A young phenom - "the natural" - whose best years were robbed from him returns 15 years later to lead the "New York Knights" to the top of the standings. There was much more to the plot: A bat with a lightning bolt and old love who comes back into Hobbs' life, a son he never knew about and an evil team owner.

The climax is when Hobbs hits a long home run into the stadium lights - supposedly in New York City but it was actually filmed at Buffalo's since-demolished War Memorial Stadium. With lights exploding, he rounds the bases.
 
Bob Goldsborough on Ruth Ann Steinhagen's quiet life ...

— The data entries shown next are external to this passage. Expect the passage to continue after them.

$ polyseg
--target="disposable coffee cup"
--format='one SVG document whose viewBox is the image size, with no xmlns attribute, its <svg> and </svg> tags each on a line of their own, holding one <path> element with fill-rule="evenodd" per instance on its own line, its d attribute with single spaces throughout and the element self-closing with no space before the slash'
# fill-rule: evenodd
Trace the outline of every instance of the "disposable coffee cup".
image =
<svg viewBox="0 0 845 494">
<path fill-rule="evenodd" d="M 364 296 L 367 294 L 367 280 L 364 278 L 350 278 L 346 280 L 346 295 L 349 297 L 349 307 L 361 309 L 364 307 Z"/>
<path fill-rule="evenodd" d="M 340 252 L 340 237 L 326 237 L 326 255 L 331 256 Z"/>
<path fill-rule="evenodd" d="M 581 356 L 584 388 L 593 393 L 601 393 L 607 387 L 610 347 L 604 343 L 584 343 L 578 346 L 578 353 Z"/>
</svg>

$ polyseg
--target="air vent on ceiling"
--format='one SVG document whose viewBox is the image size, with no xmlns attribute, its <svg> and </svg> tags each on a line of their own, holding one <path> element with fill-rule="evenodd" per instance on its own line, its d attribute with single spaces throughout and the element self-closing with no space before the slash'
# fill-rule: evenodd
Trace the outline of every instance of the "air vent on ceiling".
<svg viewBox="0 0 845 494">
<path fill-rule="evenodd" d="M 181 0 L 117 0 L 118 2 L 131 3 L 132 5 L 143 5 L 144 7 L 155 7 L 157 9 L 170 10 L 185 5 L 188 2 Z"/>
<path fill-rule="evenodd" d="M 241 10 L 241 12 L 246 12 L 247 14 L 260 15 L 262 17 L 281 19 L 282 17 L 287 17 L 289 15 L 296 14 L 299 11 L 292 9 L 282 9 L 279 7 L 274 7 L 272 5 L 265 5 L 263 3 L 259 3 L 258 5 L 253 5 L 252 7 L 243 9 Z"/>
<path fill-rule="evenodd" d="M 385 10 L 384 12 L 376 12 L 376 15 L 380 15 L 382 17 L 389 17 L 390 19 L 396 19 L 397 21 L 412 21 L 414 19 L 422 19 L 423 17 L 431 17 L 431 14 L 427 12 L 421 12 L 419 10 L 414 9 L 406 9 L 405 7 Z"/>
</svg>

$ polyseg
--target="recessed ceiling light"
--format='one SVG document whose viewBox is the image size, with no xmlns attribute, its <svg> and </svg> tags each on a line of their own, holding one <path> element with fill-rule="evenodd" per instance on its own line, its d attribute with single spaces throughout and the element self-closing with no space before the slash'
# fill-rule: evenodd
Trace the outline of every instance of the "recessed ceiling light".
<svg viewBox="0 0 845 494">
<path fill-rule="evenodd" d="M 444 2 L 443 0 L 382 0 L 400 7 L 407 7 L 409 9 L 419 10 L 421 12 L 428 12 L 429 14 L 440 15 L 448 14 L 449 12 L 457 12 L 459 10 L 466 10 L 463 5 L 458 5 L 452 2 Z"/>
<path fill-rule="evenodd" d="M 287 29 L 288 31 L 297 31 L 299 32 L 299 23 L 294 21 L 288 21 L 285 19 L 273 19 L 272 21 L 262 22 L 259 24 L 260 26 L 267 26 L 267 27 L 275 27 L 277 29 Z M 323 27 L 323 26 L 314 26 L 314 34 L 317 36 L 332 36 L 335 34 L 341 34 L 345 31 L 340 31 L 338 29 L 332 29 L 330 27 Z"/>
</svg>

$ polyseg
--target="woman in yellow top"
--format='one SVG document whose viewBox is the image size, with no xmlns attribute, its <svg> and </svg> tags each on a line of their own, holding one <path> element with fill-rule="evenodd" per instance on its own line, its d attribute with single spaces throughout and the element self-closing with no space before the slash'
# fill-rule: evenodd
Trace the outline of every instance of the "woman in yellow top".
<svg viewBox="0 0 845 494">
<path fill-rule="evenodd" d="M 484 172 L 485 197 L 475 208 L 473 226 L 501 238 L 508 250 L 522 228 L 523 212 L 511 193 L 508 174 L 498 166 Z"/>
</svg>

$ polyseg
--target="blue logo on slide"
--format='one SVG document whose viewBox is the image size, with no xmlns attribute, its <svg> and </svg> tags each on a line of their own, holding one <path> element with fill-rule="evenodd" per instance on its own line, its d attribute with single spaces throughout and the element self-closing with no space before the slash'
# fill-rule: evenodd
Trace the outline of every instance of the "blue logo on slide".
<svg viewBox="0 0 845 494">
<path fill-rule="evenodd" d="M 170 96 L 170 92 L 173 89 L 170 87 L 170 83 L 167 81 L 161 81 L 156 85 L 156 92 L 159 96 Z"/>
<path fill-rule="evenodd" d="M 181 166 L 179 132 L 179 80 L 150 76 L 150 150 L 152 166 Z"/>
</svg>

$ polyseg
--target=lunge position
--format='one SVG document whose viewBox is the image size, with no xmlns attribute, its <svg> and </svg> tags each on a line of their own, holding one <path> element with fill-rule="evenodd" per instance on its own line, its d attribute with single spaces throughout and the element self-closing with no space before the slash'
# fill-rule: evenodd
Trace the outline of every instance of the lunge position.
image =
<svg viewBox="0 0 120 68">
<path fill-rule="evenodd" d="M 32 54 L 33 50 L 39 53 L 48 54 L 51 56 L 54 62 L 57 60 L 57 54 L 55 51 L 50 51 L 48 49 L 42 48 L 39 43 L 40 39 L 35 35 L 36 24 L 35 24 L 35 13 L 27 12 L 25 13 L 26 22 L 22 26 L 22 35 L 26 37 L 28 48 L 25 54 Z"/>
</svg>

Update at 2:40 p.m. ET. Waitkus Didn't Want To See Her Tried:
Bob Goldsborough, the Tribune obituaries writer who discovered that Steinhagen had died and then filed the story that has spread to other news outlets, told All Things Considered host Robert Siegel this afternoon that it was largely because of Waitkus that she was never put on trial. After Steinhagen's release from the state hospital, Goldsborough said, Waitkus had, "no interest ... in seeing her tried or seeing her prosecuted." ... "prosecutors dropped the case and made her a free woman."
Once she was back in Chicago, Steinhagen lived a quiet life. "She was scarcely seen in her neighborhood" for 60 years, Goldsborough said, "She kept as low a profile as she could."